Pennsylvania has had a daily limit of 30 fish and has recently introduced a length limit of 7 inches from Dec. 1 to March 31. The daily total remains the same all year.
While New York State retains a 50 fish perch limit, veteran anglers such as Jim Grevin of Derby regularly fish for what Grevin calls “my limit.” He shoots for 30 to 35 nice-sized perch and then heads back to Sturgeon Point each time out.
High winds and plummeting temperatures this past week have kept perch anglers away from popular Lake Erie launch-sites during what has been another banner fall season for perch in New York State.
If any Deer Management Permit areas remain open after the application period ends Friday, hunters can apply for selected unit areas at license-issuing outlets only.
In Region 9, Deer Management Units 9A and 9F are currently available, which includes Niagara County and open areas east of Buffalo. In Region 8, most units still open are along Lake Ontario to the Finger Lakes, Units 8A, 8F, 8G, 8H, 8J, 8N and 8R.
Hunters can apply and receive as many as two additional permits in units open after Friday.
Community planting day
The Buffalo Audubon Society has set up a “Community Planting Day” on Saturday, to help plant several native shrub species at Joseph Davis State Park, 4143 Lower River Road in Lewiston.

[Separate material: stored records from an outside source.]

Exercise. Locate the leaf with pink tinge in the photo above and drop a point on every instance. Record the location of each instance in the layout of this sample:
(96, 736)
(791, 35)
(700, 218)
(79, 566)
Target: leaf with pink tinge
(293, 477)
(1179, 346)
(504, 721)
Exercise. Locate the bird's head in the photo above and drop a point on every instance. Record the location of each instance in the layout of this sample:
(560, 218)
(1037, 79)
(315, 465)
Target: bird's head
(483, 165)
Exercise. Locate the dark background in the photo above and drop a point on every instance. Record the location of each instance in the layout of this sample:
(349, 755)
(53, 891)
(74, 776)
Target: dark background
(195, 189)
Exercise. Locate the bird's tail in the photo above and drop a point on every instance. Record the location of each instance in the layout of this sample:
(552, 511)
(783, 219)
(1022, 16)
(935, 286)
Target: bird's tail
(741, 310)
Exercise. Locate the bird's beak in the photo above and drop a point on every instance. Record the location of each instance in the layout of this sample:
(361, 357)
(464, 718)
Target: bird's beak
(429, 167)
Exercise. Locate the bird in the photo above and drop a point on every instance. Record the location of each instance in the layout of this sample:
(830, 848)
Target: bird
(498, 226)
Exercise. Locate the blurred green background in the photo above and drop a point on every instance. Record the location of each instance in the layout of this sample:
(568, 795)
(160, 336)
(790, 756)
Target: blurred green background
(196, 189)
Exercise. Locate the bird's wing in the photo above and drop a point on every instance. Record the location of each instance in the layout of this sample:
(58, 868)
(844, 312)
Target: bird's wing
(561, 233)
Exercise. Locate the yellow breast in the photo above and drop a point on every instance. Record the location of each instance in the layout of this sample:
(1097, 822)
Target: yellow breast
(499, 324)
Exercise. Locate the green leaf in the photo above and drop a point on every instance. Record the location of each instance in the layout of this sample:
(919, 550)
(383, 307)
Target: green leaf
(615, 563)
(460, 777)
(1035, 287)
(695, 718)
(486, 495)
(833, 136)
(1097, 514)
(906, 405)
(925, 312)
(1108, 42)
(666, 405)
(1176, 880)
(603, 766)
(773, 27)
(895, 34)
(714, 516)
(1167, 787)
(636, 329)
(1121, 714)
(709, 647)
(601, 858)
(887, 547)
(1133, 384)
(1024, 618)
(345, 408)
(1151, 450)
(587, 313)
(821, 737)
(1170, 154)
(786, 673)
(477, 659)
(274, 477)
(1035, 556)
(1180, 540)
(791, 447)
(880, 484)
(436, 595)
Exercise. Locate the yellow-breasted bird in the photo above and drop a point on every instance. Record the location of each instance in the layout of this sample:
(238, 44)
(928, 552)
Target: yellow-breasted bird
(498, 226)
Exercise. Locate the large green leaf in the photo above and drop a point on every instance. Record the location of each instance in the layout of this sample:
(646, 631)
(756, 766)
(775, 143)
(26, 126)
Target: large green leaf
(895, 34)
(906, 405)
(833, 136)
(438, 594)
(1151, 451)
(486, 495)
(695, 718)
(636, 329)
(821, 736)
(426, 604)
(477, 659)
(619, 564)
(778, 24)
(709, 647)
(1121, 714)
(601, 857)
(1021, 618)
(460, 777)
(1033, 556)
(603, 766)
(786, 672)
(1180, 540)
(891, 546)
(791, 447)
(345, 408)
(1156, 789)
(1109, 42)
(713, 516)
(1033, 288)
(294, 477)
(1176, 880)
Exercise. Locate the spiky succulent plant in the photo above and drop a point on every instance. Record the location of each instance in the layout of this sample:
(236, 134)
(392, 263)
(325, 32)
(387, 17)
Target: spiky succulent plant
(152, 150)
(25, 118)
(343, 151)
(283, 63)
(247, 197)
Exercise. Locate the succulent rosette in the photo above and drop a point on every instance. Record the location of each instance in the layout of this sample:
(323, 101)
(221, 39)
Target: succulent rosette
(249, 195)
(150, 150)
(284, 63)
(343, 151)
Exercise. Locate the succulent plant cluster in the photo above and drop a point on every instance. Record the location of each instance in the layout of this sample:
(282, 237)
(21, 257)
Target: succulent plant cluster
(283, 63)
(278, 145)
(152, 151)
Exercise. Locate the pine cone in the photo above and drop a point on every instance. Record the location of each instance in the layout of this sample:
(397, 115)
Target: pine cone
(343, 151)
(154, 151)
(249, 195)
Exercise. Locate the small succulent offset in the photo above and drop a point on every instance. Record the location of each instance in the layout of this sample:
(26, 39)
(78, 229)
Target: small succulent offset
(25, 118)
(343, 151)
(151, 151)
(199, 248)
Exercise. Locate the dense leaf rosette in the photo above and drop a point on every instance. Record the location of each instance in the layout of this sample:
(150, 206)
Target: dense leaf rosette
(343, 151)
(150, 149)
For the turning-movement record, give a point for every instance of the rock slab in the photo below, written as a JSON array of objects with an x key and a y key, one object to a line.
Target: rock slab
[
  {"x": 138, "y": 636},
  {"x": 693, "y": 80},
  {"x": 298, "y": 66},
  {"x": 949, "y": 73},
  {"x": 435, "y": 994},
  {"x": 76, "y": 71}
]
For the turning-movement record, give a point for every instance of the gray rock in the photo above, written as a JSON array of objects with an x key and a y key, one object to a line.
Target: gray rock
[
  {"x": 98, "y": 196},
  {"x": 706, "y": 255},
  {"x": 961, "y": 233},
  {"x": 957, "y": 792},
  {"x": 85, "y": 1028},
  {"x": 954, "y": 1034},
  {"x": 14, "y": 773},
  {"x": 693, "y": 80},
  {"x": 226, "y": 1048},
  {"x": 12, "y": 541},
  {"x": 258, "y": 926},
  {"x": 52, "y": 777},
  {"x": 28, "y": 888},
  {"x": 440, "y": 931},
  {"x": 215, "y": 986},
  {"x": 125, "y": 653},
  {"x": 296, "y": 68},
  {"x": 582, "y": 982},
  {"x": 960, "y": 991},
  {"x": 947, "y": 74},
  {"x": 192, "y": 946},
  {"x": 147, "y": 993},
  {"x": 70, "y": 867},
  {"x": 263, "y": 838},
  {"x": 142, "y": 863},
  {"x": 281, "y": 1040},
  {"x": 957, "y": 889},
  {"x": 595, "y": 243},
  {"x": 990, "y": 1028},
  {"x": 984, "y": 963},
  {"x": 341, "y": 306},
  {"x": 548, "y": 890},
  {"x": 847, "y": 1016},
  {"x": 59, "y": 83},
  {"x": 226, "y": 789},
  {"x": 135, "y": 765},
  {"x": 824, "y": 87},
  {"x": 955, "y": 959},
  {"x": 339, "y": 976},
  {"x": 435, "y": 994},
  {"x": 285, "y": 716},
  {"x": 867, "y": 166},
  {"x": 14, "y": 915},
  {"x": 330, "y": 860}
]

Volunteers are asked to bring boots and a lunch; a shovel would also be helpful. Planting begins at 9 a.m. For details and to sign on, call contact Chuck Bartlett at (585) 457-3228 or firstname.lastname@example.org.
High school science teachers in Western and Central New York can gain insights on lesson planning for green chemistry presentation units during a workshop held Nov. 8 at Brockport State.
The workshop focuses on teaching chemistry in an environmentally responsible way to reduce the amount of hazardous materials used in classrooms. Department of Evironmental Conservation Commissioner Joseph Martens said, “Using green chemistry encourages teachers and students to consider the life cycle of the chemicals they work with and promotes awareness of chemical toxicology, focusing on sustainability and how actions in the chemistry lab can impact the environment.”